Additionally, the lawmakers’ grades took into account their votes on lesser-known legislation, including the LGBTQI+ Data Inclusion Act, which Moms for America has characterized as the “More than 2 Genders Act.” Other bills the grades took into consideration included lawmakers’ votes on gun control bills, measures that would have increased federal oversight over elections, a bill that would have given statehood to Washington, D.C., an aid package designated for Ukraine and stimulus packages including the so-called Inflation Reduction Act and the American Rescue Plan.

In the statement released ahead of Wednesday’s press conference, Moms for America explained why it penalized lawmakers for supporting certain legislation not directly related to education.
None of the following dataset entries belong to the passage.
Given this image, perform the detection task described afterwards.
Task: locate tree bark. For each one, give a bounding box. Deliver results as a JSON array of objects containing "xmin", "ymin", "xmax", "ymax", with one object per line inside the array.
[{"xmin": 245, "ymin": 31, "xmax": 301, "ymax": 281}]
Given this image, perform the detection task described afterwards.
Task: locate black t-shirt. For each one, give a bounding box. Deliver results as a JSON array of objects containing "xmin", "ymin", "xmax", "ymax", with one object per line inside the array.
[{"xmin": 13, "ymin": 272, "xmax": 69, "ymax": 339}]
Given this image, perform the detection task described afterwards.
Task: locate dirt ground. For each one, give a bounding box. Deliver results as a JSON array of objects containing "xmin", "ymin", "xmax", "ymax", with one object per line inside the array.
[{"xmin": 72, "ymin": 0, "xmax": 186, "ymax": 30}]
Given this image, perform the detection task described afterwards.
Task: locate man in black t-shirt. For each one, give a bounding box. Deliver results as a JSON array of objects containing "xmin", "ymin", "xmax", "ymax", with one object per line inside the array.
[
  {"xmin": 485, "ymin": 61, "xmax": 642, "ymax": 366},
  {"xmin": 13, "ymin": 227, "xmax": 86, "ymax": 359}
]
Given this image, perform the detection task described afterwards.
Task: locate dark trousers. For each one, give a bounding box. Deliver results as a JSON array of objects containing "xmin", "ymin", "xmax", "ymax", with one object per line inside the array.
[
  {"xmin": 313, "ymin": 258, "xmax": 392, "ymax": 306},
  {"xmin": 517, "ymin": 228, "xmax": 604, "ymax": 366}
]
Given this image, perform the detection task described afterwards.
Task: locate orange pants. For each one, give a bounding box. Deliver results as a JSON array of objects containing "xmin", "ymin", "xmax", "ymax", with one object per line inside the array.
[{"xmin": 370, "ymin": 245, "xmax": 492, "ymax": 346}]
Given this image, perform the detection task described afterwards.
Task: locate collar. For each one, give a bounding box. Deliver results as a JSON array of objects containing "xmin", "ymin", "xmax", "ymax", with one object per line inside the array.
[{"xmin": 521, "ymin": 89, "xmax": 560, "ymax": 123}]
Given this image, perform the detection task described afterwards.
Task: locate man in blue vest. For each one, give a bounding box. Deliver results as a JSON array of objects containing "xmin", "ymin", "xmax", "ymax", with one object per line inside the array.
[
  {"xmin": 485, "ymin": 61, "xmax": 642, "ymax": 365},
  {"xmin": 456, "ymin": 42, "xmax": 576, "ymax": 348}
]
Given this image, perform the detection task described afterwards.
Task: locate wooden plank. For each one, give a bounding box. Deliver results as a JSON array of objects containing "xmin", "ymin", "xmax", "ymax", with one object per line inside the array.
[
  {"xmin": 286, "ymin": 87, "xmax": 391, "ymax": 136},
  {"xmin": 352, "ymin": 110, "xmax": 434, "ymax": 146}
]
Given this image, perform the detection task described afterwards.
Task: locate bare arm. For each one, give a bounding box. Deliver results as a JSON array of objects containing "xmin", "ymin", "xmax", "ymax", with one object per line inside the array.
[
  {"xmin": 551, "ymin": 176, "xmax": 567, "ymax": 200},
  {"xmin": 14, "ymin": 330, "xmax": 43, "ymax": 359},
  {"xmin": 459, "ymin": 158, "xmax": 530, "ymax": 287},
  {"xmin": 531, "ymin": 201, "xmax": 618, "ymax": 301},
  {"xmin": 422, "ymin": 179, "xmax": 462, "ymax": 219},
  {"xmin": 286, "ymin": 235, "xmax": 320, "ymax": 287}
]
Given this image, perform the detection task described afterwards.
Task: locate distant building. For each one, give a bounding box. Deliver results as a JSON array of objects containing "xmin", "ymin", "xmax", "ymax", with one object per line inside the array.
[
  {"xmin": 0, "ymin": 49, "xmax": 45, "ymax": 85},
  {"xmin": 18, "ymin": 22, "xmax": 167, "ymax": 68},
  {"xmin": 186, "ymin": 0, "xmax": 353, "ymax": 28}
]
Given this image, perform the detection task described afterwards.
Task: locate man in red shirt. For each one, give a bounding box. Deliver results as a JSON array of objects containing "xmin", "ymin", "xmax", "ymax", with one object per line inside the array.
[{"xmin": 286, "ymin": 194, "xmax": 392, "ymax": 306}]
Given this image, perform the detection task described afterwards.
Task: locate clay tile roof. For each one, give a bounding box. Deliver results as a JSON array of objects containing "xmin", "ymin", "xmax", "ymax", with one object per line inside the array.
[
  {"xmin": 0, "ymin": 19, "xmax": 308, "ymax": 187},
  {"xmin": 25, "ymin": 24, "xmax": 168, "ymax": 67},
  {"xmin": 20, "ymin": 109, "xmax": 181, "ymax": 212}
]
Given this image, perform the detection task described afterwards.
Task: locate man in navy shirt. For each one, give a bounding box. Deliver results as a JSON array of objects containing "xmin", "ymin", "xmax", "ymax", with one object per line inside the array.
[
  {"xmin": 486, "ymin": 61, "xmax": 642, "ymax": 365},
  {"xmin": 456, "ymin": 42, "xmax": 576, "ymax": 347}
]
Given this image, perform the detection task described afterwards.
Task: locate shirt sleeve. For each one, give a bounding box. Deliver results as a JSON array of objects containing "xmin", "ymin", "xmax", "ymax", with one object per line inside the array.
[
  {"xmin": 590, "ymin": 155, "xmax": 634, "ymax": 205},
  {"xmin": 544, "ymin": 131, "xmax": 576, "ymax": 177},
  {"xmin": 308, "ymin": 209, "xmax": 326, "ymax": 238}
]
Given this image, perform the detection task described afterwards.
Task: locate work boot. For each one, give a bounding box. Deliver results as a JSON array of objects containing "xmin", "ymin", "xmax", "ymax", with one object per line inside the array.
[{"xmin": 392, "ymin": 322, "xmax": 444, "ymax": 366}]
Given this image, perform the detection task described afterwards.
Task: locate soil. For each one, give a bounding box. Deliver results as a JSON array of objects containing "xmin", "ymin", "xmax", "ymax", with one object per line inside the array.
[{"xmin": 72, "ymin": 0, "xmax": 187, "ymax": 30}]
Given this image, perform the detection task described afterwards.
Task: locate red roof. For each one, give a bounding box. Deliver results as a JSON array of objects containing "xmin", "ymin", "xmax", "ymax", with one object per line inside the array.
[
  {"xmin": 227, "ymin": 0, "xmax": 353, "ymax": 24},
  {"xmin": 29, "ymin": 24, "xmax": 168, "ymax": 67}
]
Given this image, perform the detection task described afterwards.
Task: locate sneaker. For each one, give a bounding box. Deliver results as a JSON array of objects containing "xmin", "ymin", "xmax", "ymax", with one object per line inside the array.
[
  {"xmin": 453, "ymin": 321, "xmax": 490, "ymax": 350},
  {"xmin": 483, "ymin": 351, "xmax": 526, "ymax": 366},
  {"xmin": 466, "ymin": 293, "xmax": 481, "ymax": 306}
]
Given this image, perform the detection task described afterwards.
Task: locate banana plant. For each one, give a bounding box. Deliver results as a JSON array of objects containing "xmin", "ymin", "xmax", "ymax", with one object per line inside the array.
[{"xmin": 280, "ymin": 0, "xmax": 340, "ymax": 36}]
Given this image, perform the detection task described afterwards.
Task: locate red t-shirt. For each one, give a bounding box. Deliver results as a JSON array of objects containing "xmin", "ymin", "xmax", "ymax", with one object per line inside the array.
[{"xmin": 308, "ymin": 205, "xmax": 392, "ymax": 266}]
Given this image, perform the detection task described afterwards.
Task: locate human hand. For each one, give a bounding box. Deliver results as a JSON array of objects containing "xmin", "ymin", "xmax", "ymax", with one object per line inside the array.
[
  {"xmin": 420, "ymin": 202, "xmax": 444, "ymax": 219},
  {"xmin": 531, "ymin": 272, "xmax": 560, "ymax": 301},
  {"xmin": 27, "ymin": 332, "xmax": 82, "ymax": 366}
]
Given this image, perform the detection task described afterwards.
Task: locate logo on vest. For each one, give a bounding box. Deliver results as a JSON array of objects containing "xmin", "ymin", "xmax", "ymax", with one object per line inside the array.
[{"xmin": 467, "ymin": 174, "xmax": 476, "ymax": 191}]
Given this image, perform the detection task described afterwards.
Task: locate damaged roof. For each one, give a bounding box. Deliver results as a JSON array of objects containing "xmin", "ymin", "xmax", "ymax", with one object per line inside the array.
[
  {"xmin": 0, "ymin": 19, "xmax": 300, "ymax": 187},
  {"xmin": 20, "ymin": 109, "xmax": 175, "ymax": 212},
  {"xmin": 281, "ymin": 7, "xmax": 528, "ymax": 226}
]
The group specifically highlighted its opposition to the Ukrainian aid bill because it “sent billions of dollars to Ukraine, while America’s moms are struggling to put food on the table and gas in their minivans.”  

Concerns about inflation, the economy and crime figured prominently at Wednesday’s press conference, where Fletcher decried “what’s going on in our country today.” She spoke of “a serious downgrade in everything that we care about, from freedom, to the protection of our children, to the education that they’re receiving” in the first two years of the Biden administration. 

The release of Moms for America’s Congressional Report Card comes as education has emerged as a major point of contention in American politics. The teaching of critical race theory, the inclusion of sexually explicit material and LGBT ideology in school curriculum, efforts by school officials to encourage students to transition their gender without parental knowledge and the promotion of comprehensive sex education characterized by critics as inappropriate for children has led to outrage among American parents.

This outrage has led to the formation of advocacy groups such as Parents Defending Education and the 1776 Project PAC, which supports candidates for school board elections that oppose critical race theory and “want to reform our public education system by promoting patriotism and pride in American history.”

Last month, several school board elections in Florida resulted in candidates endorsed by the 1776 Project PAC and the state’s Republican Gov. Ron DeSantis performing very well, including in populous metropolitan areas that usually favor Democratic candidates. 

Fletcher described the school board elections in Florida as a “precursor of things to come” in the upcoming midterm elections. “The moms are making a major difference.” She concluded her interview with CP by proclaiming that “the most important thing about this election is that we get out and we vote, that our values are represented and that our voices are heard.” She lamented that “the vast majority of conservative women of faith aren’t voting. Most of them aren’t even registered to vote.”

“If you think that this mom-led revolution is just a little thing that’s going to come and go, you ain’t seen nothing yet,” she vowed.